Drei Schwestern in drei Phasen einer Beziehung bilden das Gerüst der Handlung. Sophie (Emmanuelle Beart) vermutet, dass ihr Mann sie betrügt, spioniert ihm nach, entdeckt die Wahrheit, versucht ihn zu halten, doch die Ehe ist unwiederbringlich gescheitert.

Anne (Marie Gillain), die jüngste der Schwestern, studiert an der Sorbonne und hat eine Affäre mit ihrem deutlich älteren Professor Frédéric. Dieser will die Beziehung beenden, doch Anne ist schwanger und versucht mit allen Mitteln Frédéric von der Möglichkeit ihrer Liebe zu überzeugen.

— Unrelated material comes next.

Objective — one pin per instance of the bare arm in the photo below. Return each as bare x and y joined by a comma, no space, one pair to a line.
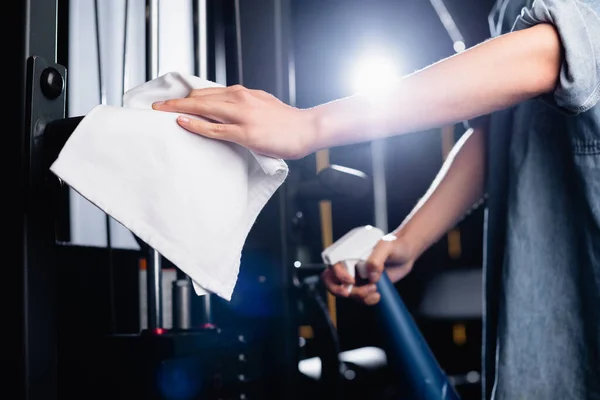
491,76
456,188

Schließlich Céline (Karin Viard), die Älteste, die seit Jahren allein und zurückgezogen lebt. Als einzige der Schwestern besucht sie regelmäßig die alternde Mutter (Carole Bouquet), die in einem Altersheim lebt. Eines Tages trifft sie den attraktiven Sébastian (Guillame Canet), der sie fasziniert und die Chance auf Liebe verspricht. Doch Céline muss erfahren, dass Sébastian aus einem anderen Grund in ihrem Leben aufgetaucht ist. Er ist das verbindende Glied zwischen Gegenwart und Vergangenheit, die Ursache für die Katastrophe, die die Familie einst entzweite. Damals wurde der Vater (Miki Manojlovich) wegen angeblichem Kindesmissbrauch ins Gefängnis gesteckt. Nach seiner Freilassung verweigerte die Mutter ihm jede Nähe, aus scheinbar offensichtlichen Gründen, trieb ihren Mann in den Selbstmord und verursachte so das Trauma, dass die Schwestern bis heute belastet und sie der Mutter entfremdete.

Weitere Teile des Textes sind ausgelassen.